# random misfire trouble code ? help



## Bossin (Jul 27, 2011)

Hit 150 on the freeway n check engine light came on checked it n says random misfire anyone knows y ?


----------



## HP11 (Apr 11, 2009)

Bossin said:


> Hit 150 on the freeway n check engine light came on checked it n says random misfire anyone knows y ?
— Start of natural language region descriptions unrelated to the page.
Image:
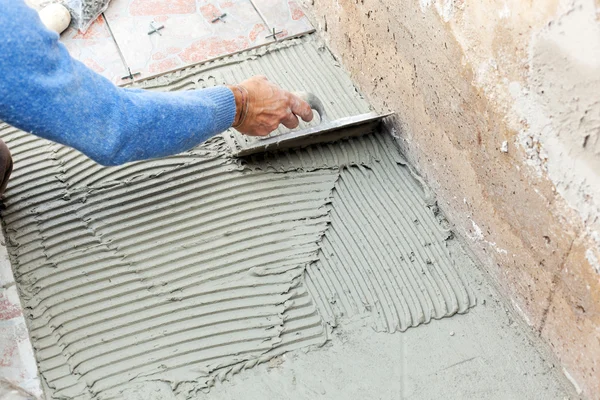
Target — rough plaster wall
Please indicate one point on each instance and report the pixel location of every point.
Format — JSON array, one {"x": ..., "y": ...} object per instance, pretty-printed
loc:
[{"x": 498, "y": 107}]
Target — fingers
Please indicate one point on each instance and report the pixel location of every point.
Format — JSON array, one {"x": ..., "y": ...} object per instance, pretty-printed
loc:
[
  {"x": 290, "y": 120},
  {"x": 300, "y": 108}
]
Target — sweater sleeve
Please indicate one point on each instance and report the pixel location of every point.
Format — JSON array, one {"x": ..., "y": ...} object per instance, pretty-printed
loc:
[{"x": 46, "y": 92}]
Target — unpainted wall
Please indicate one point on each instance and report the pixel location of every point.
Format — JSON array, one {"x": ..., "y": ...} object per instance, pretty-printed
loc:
[{"x": 498, "y": 107}]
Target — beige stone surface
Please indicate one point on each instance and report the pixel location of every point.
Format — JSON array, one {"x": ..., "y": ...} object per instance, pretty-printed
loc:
[{"x": 467, "y": 79}]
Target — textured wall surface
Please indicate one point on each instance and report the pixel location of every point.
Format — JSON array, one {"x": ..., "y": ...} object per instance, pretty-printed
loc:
[{"x": 498, "y": 107}]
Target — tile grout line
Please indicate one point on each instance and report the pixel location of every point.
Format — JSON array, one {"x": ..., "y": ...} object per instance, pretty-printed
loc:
[{"x": 261, "y": 15}]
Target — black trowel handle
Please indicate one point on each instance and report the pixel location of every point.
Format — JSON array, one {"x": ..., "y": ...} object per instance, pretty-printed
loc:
[{"x": 314, "y": 103}]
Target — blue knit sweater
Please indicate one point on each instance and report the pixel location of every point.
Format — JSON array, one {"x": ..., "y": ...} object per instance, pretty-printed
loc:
[{"x": 46, "y": 92}]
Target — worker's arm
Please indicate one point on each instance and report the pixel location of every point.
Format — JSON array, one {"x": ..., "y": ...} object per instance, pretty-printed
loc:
[{"x": 46, "y": 92}]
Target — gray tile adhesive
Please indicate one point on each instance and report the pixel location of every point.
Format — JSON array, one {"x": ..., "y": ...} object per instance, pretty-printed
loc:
[{"x": 192, "y": 268}]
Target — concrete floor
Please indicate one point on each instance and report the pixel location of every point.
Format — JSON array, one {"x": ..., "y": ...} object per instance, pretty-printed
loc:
[{"x": 484, "y": 354}]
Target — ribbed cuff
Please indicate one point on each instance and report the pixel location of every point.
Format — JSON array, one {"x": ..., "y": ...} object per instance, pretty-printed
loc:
[{"x": 224, "y": 101}]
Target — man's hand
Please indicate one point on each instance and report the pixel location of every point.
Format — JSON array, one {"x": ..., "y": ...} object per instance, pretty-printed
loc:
[{"x": 261, "y": 106}]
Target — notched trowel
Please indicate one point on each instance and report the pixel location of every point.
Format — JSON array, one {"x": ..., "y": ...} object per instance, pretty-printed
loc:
[{"x": 325, "y": 131}]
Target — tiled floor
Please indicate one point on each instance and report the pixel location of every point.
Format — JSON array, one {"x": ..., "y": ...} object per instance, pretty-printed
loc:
[
  {"x": 17, "y": 363},
  {"x": 96, "y": 49},
  {"x": 191, "y": 33}
]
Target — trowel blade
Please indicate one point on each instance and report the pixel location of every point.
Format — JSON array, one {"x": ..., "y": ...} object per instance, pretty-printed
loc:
[{"x": 328, "y": 131}]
Because you 'Hit 150 on the freeway'?:lol: But, seriously, did the check engine light come back on after you cleared it?


----------



## Rukee (Feb 8, 2007)

I would suspect plugs and/or wires myself. Has it ever had a tune-up?


----------



## Bossin (Jul 27, 2011)

lol yea thats what i thought just wondering if it was bad .nah havent had the tune up only got 41k


----------



## Bossin (Jul 27, 2011)

wont clear when i clear it check engine light stays on gonna check the spark plugs n change them its about time anyway hopefully that'll do it


----------



## Rukee (Feb 8, 2007)

Do a resistance check on the wires as you do it, you may find one that's out of wack with the rest.


----------



## Bossin (Jul 27, 2011)

alright ima check that out when i changem later today hopefully thats it


----------



## Bossin (Jul 27, 2011)

shouldnt be anything serious though rite ...?


----------



## HP11 (Apr 11, 2009)

What code is it exactly?


----------



## svede1212 (Nov 1, 2005)

More than likely is isn't but it's hard to say for sure until you do some checking. Plugs and wires are a good start.


----------



## Bossin (Jul 27, 2011)

p0300 couldnt take out the plugs theyre tightened to much dont wanna break them gonna have to take it to the dealer put it to the stock tune n everything cleared up


----------